OOIDA: Bill to limit apnea guidance is 'common sense'

By Charlie Morasch, Land Line contributing writer | 9/13/2013

The Owner-Operator Independent Drivers Association voiced its support Thursday for newly introduced congressional legislation to limit FMCSA’s ability to ramp up sleep apnea testing without a formal regulatory process.

U.S. Representatives Larry Bucshon, R-IN, and Dan Lipinski, D-IL, introduced HR3095, a bipartisan bill that would require FMCSA’s sleep apnea policies to undergo a full cost-benefit and regulatory impact analysis.

The bill states “the Secretary of Transportation may implement or enforce a requirement providing for the screening, testing, or treatment (including consideration of all possible treatment alternatives) of individuals operating commercial vehicles for sleep disorders only if the requirement is adopted pursuant to a rulemaking proceeding.”

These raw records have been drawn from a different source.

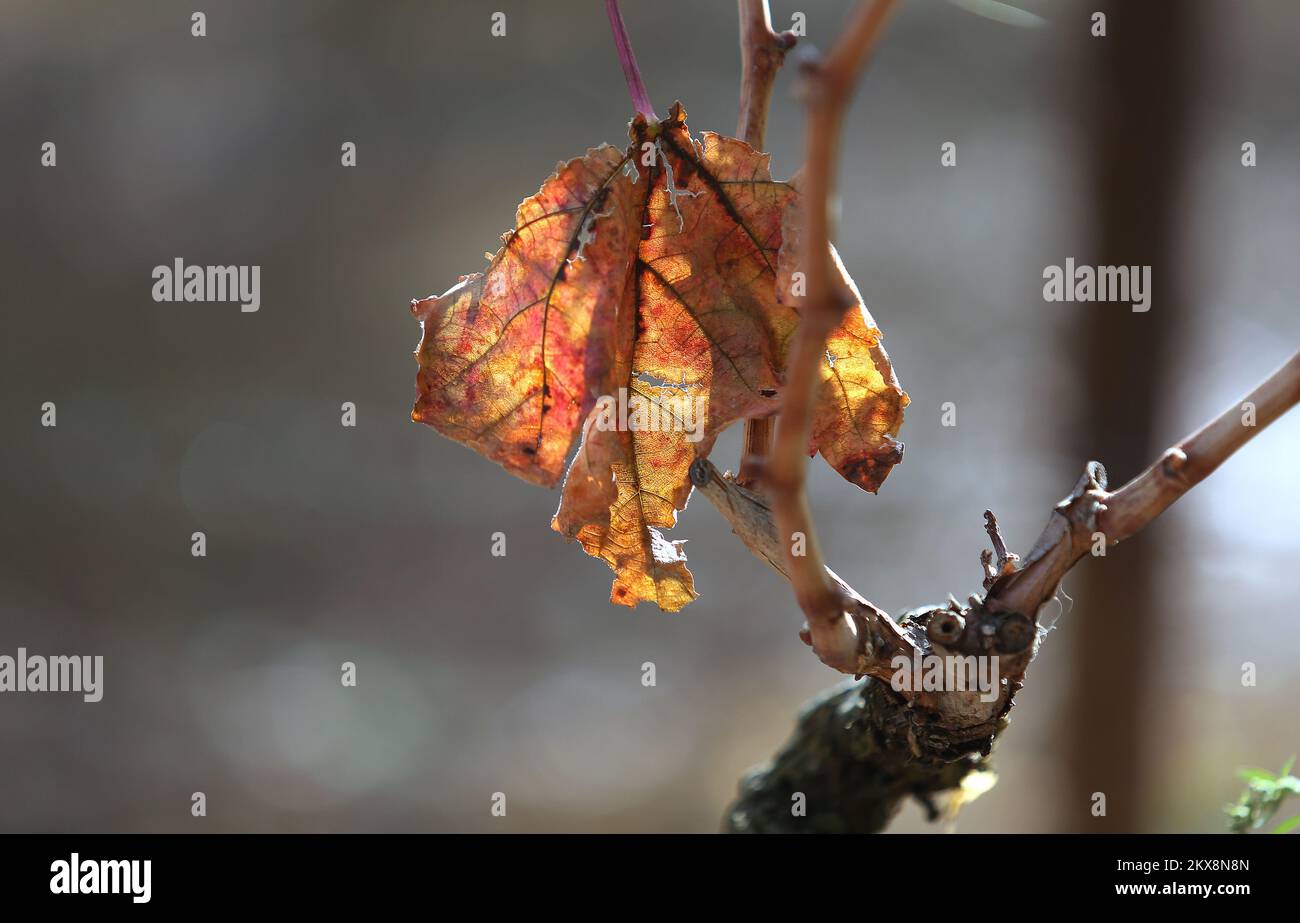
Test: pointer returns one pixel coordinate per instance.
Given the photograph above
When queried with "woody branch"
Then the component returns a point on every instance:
(762, 52)
(839, 627)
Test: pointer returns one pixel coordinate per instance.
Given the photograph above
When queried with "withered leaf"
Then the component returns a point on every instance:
(644, 303)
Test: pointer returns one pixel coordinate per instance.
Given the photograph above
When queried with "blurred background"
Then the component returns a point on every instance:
(372, 544)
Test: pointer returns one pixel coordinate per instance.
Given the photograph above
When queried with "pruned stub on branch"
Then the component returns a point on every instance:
(934, 688)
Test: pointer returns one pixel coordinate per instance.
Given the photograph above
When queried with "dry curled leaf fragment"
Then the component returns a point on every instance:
(640, 306)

In a letter to congressional colleagues, Bucshon and Lipinski noted plans by FMCSA to issue guidance on testing CDL-holders for sleep apnea, and pointed to an estimated $1 billion cost for testing commercial driver’s license holders.

“Even for the private school bus industry, the estimated annual impact is over $100 million,” the letter says. “If FMCSA were to act through a formal rulemaking process rather than guidance, the rule would be categorized as economically significant under OMB directives. With such tremendous potential costs to the truck and bus industry, ensuring that any potential policy is developed through a formal rulemaking process is imperative in order to evaluate both the costs and benefits of proposed regulations. Such an analysis is not required and will not be conducted for the issuance of guidance.”

OOIDA agreed.

“The best policy is for the agency to use the rulemaking process already in place rather than side-stepping it,” OOIDA Executive Vice President Todd Spencer said. “With the potential cost to trucking running north of $1 billion without the proven safety improvement, guidance is not a practice we can support.”

OOIDA has expressed concerns over the power of the medical device community to make truck drivers and other CDL-holders a target. Land Line has reported on financial ties a former chairman of the FMCSA medical review board had to companies that stood to benefit from sleep apnea requirements for CDL-holders.

“Small-business truckers applaud Reps. Bucshon and Lipinski for their efforts on this important issue to truckers and to small businesses,” Spencer said. “HR3095 is commonsense legislation that has the support of the entire industry. That fact alone should send a strong signal that anything FMCSA does regarding sleep apnea should absolutely consider the costs such a policy will pass on to truckers, especially more experienced and safer drivers.”

In addition to OOIDA, the bill is also supported by American Trucking Association, American Bus Association, United Motorcoach Association and National School Transportation Association.

The sleep apnea industry has been beating the drum on its desire to regulate truck drivers for years.

At an annual trucking and sleep apnea conference held near Baltimore, medical equipment companies have marketed some devices to be used by trucking companies to monitor the use of CPAP equipment by truck driving employees.

For years, the FMCSA Medical Review Board, which has power to make recommendations and suggestions, has issued guidance related to obstructive sleep apnea that didn’t carry the authority of a federal regulation but could be interpreted by doctors and trucking companies as policy. In some instances, companies have required sleep tests at company terminals and even sold medical devices like CPAPs directly to drivers all while pointing to the Medical Review Board’s recommendations.

OOIDA has stated it believes any truck driver with signs or symptoms of sleep apnea should seek the advice of their primary care physician. The Association has opposed mandates to require testing solely based on Body Mass Index or BMI, and requirements that truckers use only expensive medical devices to treat the condition when other less expensive alternatives may be as effective.

In the news release, OOIDA pointed to sleep apnea research published by FMCSA that shows “no statistical evidence to suggest that the presence of sleep apnea significantly increases the likelihood or the risk of motor vehicle crashes.”